Once that foundation has been established, then you can be creative, she says. But that creativity has to start with a strong foundation.
As de Silva says: “Hula isn’t a supermarket where you pick and choose what you want to do and what you want to teach. You have to teach it at the right time, to those who are ready, and you have to teach it the way it was given.”
Only certain students, when they are ready, will learn to dance with an ipu heke (two gourds joined together and used to keep rhythm) or puniu (knee drum), she said. Students must also earn the right to make a lei hulu (feather lei) for hula.

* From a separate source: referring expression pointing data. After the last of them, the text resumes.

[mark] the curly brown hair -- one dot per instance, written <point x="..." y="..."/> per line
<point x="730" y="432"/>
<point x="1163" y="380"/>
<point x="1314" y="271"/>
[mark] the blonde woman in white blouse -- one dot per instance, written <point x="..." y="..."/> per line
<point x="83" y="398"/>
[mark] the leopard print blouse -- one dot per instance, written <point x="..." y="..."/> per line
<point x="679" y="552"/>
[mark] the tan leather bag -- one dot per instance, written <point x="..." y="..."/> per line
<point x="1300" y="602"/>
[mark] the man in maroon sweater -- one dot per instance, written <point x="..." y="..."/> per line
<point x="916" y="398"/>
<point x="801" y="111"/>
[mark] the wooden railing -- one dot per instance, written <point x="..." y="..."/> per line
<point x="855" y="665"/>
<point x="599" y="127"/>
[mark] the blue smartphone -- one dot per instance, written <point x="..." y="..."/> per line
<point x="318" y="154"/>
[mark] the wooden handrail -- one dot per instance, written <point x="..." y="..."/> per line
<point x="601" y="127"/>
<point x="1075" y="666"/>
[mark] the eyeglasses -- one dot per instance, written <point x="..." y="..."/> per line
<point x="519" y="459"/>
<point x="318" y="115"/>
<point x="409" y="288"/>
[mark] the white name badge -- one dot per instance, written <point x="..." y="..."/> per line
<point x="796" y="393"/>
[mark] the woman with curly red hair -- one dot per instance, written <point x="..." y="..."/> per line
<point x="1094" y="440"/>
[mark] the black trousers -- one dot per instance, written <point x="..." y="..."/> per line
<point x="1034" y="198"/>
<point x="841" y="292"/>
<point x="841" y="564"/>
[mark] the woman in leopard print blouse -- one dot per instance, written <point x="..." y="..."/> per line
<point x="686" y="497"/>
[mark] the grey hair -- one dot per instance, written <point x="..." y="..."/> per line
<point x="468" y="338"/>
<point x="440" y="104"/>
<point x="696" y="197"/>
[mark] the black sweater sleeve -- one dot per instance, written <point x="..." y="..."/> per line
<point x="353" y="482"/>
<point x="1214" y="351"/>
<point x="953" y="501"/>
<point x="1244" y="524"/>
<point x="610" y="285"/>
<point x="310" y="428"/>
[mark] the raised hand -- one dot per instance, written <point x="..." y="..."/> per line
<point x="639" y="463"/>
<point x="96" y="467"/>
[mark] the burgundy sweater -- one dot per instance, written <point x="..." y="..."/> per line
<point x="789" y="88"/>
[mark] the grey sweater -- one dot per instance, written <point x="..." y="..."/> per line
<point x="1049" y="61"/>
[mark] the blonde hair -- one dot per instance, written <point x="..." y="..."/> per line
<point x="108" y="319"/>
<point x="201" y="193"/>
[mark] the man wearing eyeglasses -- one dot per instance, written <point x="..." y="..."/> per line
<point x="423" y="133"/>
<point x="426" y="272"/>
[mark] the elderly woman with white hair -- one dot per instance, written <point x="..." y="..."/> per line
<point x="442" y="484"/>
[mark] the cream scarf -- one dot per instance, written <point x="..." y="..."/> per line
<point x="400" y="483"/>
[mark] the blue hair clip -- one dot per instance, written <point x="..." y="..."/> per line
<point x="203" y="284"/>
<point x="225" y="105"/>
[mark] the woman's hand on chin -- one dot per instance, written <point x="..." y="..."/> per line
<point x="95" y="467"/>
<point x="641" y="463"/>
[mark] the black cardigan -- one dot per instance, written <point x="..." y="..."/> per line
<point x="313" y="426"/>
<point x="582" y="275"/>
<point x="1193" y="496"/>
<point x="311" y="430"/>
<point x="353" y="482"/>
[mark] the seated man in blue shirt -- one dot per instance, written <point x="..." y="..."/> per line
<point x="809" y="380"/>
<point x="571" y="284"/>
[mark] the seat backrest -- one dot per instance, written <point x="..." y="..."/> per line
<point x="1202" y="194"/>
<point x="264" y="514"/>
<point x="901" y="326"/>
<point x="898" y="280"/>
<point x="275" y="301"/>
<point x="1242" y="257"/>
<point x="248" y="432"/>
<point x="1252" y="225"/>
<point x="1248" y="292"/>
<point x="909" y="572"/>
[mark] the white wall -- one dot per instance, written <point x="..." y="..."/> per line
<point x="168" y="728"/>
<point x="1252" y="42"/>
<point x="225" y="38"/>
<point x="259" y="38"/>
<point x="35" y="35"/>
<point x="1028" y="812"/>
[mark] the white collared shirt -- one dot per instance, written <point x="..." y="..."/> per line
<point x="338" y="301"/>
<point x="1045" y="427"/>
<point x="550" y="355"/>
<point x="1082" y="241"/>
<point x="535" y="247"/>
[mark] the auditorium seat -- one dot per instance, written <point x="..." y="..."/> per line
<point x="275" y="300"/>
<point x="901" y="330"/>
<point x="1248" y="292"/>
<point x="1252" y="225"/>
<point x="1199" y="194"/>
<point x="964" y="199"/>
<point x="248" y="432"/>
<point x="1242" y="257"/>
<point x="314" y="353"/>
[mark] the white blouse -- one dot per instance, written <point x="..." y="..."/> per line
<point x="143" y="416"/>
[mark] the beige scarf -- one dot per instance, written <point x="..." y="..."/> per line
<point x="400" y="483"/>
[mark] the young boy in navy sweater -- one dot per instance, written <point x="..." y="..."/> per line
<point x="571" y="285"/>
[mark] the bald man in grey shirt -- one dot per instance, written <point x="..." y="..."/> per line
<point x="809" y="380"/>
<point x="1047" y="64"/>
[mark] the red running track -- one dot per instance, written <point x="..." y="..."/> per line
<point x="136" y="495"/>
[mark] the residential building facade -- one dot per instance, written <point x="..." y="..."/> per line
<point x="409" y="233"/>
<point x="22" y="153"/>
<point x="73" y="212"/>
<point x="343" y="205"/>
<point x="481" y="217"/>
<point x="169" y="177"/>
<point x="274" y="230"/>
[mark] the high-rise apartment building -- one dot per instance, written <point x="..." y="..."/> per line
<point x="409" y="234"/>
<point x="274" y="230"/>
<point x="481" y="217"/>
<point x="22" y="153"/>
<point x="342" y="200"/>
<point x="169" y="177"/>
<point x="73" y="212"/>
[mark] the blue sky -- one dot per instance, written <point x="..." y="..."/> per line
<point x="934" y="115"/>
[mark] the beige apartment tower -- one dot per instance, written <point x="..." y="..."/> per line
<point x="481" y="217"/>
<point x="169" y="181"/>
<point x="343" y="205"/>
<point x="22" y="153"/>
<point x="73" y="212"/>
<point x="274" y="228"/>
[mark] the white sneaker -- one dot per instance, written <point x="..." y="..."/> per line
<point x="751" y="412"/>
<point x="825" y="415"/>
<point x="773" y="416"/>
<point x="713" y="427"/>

Hula requires commitment and a level of dedication. For many students, it eventually becomes a way of life.
In a testament to the halau’s work, 31 former graduates in the last three decades have become kumu hula and 130 are olapa (experienced dancers).
The dancers are from all walks of life — teachers, lawyers, university students, police detectives, nurses and small-business owners — who become keepers of the culture.
De Silva graduated as a kumu hula from Maiki Aiu Lake in 1975. She opened Halau Mohala ‘Ilima a year later, continuing her studies under other mentors, including Lani Kalama, Sally Wood Naluai and Pat Namaka Bacon.
“One of the important reasons to enter Merrie Monarch is so people around the world will know what this tradition of hula is,” de Silva said. “It’s what I learned and it’s my hula genealogy.”